Dari delapan point diatas dapat pula disampaikan bahwa.  Ada “ruang sunyi” yang harus selalu di huni dan tidak boleh ditinggalkan oleh pendamping.  Melalui ruang-ruang sunyi inilah pendamping selalu meningkatkan kapasitasnya dan mengamalkan ilmu tersebut kepada yang didampinginya dengan memberi contoh kepada aktor terpilih yang ia dampingi (baca:  kader) yang akan maju ketengah gelanggang  bagaimana  berjuang untuk rakyat yang sesungguhnya.


Melalui ruang hampa pujian tersebut, pendamping harus mampu melantunkan puja-puji kepada Illahirobbi tanpa henti, layaknya seorang hamba yang sedang melakukan itikab yang jauh dari hingar bingar duniawi, untuk mempertebal ketaqwaan, mengharapkan pengampunan dari yang maha kuasa.

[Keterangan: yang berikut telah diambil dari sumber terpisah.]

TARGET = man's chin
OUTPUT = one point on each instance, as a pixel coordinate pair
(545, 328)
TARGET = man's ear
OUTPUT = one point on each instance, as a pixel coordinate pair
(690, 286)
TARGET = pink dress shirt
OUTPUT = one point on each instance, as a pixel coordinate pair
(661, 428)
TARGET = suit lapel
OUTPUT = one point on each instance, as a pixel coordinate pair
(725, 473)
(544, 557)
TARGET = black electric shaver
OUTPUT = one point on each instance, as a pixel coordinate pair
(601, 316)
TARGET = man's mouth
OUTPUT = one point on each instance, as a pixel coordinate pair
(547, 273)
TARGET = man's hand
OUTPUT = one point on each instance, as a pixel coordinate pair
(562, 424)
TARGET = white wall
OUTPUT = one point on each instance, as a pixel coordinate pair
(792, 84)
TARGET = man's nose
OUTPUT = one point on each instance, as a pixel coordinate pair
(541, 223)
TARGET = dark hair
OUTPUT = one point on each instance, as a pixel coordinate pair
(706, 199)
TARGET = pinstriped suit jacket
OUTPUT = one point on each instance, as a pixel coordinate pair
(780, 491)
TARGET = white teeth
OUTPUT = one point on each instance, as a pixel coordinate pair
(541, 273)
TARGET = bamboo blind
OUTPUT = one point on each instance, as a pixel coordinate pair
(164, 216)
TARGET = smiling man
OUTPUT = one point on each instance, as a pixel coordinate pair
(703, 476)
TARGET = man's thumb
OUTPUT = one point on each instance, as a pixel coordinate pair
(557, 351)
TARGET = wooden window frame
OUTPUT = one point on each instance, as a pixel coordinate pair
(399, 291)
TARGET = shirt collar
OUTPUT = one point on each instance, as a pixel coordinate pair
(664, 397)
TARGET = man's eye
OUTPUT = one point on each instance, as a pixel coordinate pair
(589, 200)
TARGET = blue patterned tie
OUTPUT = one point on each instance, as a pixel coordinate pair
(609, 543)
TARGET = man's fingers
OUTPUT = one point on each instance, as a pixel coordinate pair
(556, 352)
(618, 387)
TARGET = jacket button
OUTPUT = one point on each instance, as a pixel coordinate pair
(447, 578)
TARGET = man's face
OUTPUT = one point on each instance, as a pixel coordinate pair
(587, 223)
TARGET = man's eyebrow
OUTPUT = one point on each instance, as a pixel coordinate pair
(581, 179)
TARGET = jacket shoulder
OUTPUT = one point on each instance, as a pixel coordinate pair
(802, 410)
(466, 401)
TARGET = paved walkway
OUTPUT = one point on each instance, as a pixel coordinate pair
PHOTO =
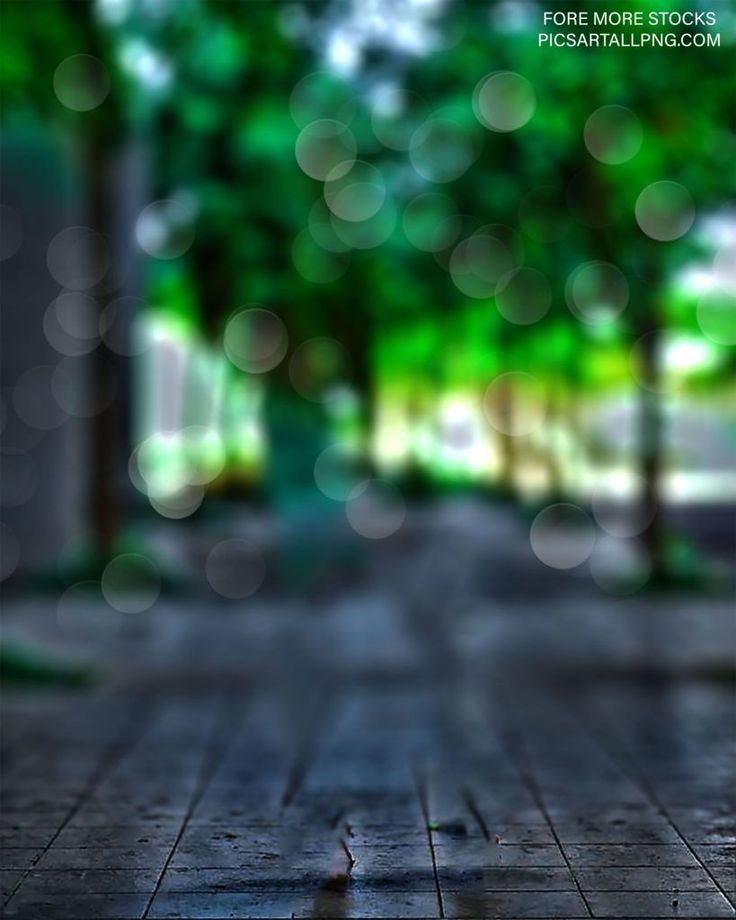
(435, 726)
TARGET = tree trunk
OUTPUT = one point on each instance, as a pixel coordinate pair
(651, 445)
(104, 446)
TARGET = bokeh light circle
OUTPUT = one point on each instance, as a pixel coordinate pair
(665, 211)
(478, 263)
(370, 233)
(235, 568)
(255, 339)
(562, 536)
(514, 403)
(597, 292)
(622, 515)
(325, 147)
(131, 583)
(318, 96)
(356, 194)
(165, 229)
(619, 566)
(504, 101)
(613, 134)
(78, 258)
(81, 82)
(443, 148)
(716, 316)
(339, 470)
(523, 296)
(375, 509)
(318, 367)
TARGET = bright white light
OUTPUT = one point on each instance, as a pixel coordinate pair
(113, 12)
(720, 229)
(684, 355)
(697, 280)
(144, 63)
(343, 54)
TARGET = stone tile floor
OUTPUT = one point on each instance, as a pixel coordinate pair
(450, 731)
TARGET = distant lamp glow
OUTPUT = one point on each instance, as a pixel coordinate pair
(151, 69)
(685, 355)
(343, 53)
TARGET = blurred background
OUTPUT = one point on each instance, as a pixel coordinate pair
(290, 289)
(296, 261)
(362, 358)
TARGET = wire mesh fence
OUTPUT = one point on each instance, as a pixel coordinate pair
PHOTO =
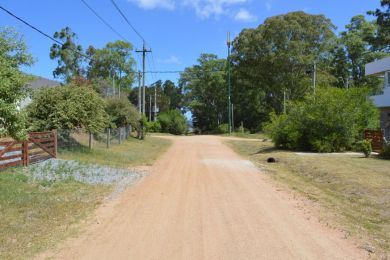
(76, 139)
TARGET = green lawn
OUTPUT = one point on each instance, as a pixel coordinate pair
(353, 191)
(35, 216)
(132, 152)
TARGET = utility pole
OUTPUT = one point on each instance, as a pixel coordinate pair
(314, 77)
(139, 92)
(150, 107)
(229, 86)
(144, 51)
(155, 104)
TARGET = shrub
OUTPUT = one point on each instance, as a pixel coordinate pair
(365, 147)
(173, 122)
(153, 127)
(122, 112)
(68, 107)
(330, 121)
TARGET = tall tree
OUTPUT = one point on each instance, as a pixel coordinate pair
(114, 61)
(359, 51)
(205, 88)
(382, 38)
(13, 53)
(69, 55)
(272, 61)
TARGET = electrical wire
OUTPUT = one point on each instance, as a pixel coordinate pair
(103, 21)
(127, 21)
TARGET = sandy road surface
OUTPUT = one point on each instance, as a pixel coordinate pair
(202, 201)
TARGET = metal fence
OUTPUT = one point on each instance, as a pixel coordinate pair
(76, 139)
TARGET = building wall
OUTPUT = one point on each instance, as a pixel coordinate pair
(385, 121)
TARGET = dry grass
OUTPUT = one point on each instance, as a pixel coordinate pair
(132, 152)
(355, 189)
(36, 216)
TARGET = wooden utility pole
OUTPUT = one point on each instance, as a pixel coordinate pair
(144, 51)
(155, 104)
(139, 92)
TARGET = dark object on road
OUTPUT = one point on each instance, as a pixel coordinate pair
(271, 160)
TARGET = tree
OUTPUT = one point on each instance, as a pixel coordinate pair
(205, 90)
(122, 113)
(359, 51)
(13, 53)
(272, 62)
(114, 61)
(173, 122)
(381, 40)
(69, 55)
(68, 107)
(331, 120)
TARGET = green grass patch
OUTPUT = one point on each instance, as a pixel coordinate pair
(131, 152)
(36, 216)
(356, 190)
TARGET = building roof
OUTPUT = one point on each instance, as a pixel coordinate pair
(41, 82)
(382, 100)
(378, 67)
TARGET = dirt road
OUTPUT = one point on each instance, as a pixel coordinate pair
(202, 201)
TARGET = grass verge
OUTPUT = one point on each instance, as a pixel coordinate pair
(353, 191)
(36, 215)
(131, 152)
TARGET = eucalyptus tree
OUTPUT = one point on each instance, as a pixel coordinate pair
(205, 90)
(69, 55)
(114, 61)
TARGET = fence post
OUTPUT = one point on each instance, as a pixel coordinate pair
(55, 142)
(25, 158)
(90, 140)
(108, 137)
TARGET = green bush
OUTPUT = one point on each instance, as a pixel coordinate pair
(173, 122)
(330, 121)
(67, 107)
(222, 129)
(153, 127)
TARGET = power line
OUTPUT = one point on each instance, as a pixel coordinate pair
(127, 21)
(104, 21)
(41, 32)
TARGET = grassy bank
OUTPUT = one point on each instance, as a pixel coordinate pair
(353, 191)
(34, 216)
(132, 152)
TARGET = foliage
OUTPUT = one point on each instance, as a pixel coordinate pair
(153, 127)
(67, 107)
(359, 52)
(222, 129)
(205, 91)
(122, 112)
(331, 120)
(381, 39)
(112, 61)
(13, 53)
(277, 58)
(173, 122)
(69, 55)
(365, 146)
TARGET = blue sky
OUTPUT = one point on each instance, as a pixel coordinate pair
(177, 31)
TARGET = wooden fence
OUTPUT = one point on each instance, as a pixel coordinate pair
(376, 137)
(38, 147)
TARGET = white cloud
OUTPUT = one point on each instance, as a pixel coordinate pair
(268, 6)
(245, 16)
(171, 60)
(152, 4)
(208, 8)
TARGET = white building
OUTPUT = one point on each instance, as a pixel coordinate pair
(381, 68)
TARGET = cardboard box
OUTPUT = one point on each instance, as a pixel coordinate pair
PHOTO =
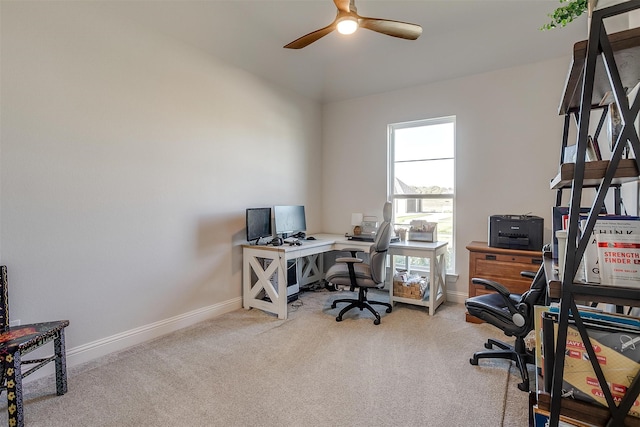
(617, 348)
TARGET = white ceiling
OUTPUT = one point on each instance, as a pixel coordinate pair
(460, 37)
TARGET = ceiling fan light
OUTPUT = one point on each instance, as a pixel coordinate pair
(347, 25)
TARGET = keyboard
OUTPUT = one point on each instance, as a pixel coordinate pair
(371, 239)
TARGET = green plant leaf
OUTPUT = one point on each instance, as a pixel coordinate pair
(566, 14)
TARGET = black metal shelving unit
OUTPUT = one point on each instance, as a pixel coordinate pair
(604, 69)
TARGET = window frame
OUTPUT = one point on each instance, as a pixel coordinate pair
(391, 196)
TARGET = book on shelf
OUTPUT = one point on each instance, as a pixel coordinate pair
(619, 259)
(614, 225)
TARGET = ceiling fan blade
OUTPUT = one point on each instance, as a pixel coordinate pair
(403, 30)
(307, 39)
(342, 5)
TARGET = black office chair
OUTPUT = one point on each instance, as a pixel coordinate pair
(353, 272)
(513, 314)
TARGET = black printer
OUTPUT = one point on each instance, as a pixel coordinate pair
(516, 232)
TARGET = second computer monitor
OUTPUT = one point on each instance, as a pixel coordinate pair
(289, 220)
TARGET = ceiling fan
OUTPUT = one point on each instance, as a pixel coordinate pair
(348, 21)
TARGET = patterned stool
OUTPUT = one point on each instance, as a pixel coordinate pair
(19, 340)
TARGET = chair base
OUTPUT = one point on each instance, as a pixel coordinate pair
(517, 354)
(361, 303)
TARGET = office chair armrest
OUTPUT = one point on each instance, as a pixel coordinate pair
(528, 274)
(518, 316)
(349, 260)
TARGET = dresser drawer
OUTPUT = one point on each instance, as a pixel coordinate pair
(500, 265)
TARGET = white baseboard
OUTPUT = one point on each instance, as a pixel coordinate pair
(93, 350)
(457, 297)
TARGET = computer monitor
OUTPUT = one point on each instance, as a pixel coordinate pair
(289, 220)
(258, 223)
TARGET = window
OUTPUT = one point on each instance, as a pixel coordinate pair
(421, 177)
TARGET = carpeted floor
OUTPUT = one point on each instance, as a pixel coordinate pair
(249, 368)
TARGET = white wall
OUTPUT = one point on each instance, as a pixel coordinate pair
(127, 163)
(508, 145)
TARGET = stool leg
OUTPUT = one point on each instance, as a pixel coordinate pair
(61, 363)
(12, 363)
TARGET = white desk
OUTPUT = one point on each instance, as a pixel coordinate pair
(261, 263)
(436, 254)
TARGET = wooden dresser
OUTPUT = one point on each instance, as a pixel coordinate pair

Didalam beberapa  pandangan yang disampaikan oleh beberapa kawan diluar diskusi,   bahwa pendamping ibarat orang bersedekah yang harus ikhlas,  saat tangan kirinya berbuat, tangan kanan tidak boleh tahu, sehingga disaat pekerjaan selesai tidak ada lagi kalimat menghitung;  jika tidak karena saya/kami kalian tidak akan begini, jika bukan karena kami dana yang mengucur ke desa kalian tidak akan sebanyak ini, dan lain-lain. 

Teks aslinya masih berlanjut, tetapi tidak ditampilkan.